— Ваш соотечественник беспокойный человек, — сказал мне мсье Лу. — Ну и нрав у него! Вы бы посоветовали ему быть чуточку поспокойнее.
Много раз я пытался уговорить Бранда вернуться к бедняжке Вере. Она, по его предположению, все еще сидит в гостинице и льет слезы. Ну конечно, он хочет вернуться! Как я дурно думаю о нем! Но не сегодня. Прежде ему нужно выспаться как следует, хотя бы один день. Привести нервы в порядок.
— Ты не представляешь, что за удивительная жена Вера! Не могу же я появиться у нее в таком нервном состоянии. Мне нужно немного успокоиться. О милая Вера! Сейчас она сидит и плачет. Но я вернусь к ней непременно. Вскоре мы опять заживем в нашем дорогом Свенборге. В нашем новом домике. О, какое счастье вырваться из этого проклятого города! Вот бы только поспать!
Я советовал ему переехать в другую, лучшую гостиницу, где больше удобств. Но он отверг мой совет.
Я рекомендовал ему уехать. Куда угодно, ну, скажем, на побережье, в Бретань, где он мог бы по-настоящему отдохнуть и успокоиться. Еще лучше — в Гренобль, в горы. Что может быть лучше горного воздуха для больных нервов!
Но прежде всего, конечно, ему нужно связаться с женой! Хотя бы позвонить ей.
Нет, нет. Он никуда не уедет. На побережье легко утонуть. В горах обычно люди страдают от головокружения. Нет, он останется здесь. А что касается его жены, то мне не следует вмешиваться в его личные дела. Он любит Веру, и она любит его. Они — самая счастливая пара на свете. Вот как только у него наладится сон, он пойдет к ней, и они вместе уедут в Свенборг. Но звонить — это невозможно. Должно быть, я не знаю, что такое французский телефон!

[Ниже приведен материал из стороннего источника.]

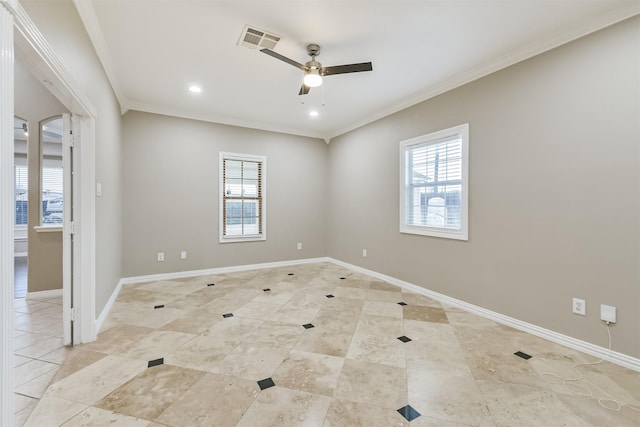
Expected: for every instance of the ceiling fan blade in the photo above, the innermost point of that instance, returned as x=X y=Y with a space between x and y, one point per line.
x=304 y=89
x=349 y=68
x=282 y=58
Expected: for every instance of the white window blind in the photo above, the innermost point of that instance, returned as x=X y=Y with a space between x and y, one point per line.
x=242 y=197
x=434 y=184
x=52 y=191
x=22 y=191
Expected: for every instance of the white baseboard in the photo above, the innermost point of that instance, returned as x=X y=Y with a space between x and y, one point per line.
x=576 y=344
x=195 y=273
x=45 y=294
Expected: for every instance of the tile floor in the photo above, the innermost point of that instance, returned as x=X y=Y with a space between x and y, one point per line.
x=316 y=345
x=38 y=350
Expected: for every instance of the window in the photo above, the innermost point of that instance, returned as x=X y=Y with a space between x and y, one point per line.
x=51 y=184
x=434 y=184
x=242 y=200
x=22 y=192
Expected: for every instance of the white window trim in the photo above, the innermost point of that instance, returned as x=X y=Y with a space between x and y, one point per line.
x=246 y=157
x=463 y=233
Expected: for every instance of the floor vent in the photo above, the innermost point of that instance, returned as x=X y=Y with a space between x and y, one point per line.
x=254 y=38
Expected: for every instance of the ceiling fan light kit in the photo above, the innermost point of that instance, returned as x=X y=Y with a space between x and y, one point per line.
x=314 y=71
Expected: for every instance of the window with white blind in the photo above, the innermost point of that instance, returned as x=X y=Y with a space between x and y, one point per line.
x=52 y=200
x=434 y=184
x=21 y=183
x=242 y=197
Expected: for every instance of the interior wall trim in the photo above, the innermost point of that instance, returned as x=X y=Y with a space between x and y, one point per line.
x=51 y=293
x=571 y=342
x=558 y=338
x=194 y=273
x=7 y=214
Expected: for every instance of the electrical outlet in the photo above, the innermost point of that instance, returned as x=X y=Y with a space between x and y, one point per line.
x=608 y=313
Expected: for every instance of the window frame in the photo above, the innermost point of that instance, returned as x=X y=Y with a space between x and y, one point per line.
x=261 y=197
x=462 y=132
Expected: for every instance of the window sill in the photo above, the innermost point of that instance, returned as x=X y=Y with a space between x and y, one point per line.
x=243 y=239
x=48 y=228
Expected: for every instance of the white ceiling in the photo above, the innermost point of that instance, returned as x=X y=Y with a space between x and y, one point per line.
x=153 y=50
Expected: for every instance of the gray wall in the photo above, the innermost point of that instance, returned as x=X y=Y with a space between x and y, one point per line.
x=554 y=191
x=62 y=28
x=171 y=194
x=34 y=103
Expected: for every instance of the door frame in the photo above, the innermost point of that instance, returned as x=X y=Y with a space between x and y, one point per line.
x=47 y=68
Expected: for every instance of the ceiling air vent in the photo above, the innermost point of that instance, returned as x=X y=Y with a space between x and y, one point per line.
x=254 y=38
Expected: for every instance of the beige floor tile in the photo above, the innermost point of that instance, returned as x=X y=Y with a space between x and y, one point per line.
x=378 y=349
x=276 y=334
x=279 y=406
x=96 y=417
x=589 y=410
x=384 y=296
x=195 y=322
x=372 y=383
x=57 y=356
x=77 y=359
x=294 y=316
x=378 y=308
x=156 y=344
x=200 y=353
x=511 y=404
x=151 y=392
x=338 y=321
x=31 y=370
x=52 y=411
x=322 y=341
x=256 y=310
x=310 y=372
x=44 y=345
x=426 y=314
x=234 y=329
x=36 y=387
x=378 y=285
x=215 y=400
x=343 y=413
x=457 y=370
x=92 y=383
x=20 y=402
x=250 y=361
x=446 y=395
x=383 y=326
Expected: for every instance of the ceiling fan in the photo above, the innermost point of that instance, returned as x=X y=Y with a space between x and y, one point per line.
x=314 y=71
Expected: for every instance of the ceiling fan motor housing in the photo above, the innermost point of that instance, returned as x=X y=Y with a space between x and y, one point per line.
x=313 y=49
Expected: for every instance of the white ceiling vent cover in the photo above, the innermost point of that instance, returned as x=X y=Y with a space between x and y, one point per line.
x=254 y=38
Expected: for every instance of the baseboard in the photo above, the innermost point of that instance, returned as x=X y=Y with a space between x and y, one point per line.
x=195 y=273
x=45 y=294
x=576 y=344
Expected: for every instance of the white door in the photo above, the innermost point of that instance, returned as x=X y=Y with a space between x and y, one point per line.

Избавиться от мучительного общества Бранда трудно не только в отеле. С ним сталкиваешься буквально на каждом шагу в этом квартале. Он посещал все без исключения кафе и кабачки в поисках собеседников. Ему все страшнее и страшнее становилось одному, и он говорил без умолку. Он и внимания не обращал на то, что каждому хотелось посидеть наедине с девушкой, без посторонних. Он был человеком назойливым и маловоспитанным.
Позже мне стало ясно, что мне самому следовало бы уехать отсюда, и немедленно! Но из-за бедной Веры, которую я даже не знал, не мог я допустить, чтобы Бранд вел себя так безрассудно. Я сочувствовал ей. Должно быть, это кроткая и терпеливая душа. Но что я мог сделать? Не мог же я по собственной инициативе посетить даму, с которой не знаком, и выложить все о похождениях ее мужа. Единственное, что оставалось, это ждать, когда Бранд немного успокоится и сам пойдет к жене. Он твердо обещал сделать это, как только у него наладится сон.
За все время пребывания в Париже Бранд ничем не занимался. Не написал ни единой картины, не сделал ни единого рисунка. Он нисколько не интересовался художественными выставками. Не посетил ни единого музея.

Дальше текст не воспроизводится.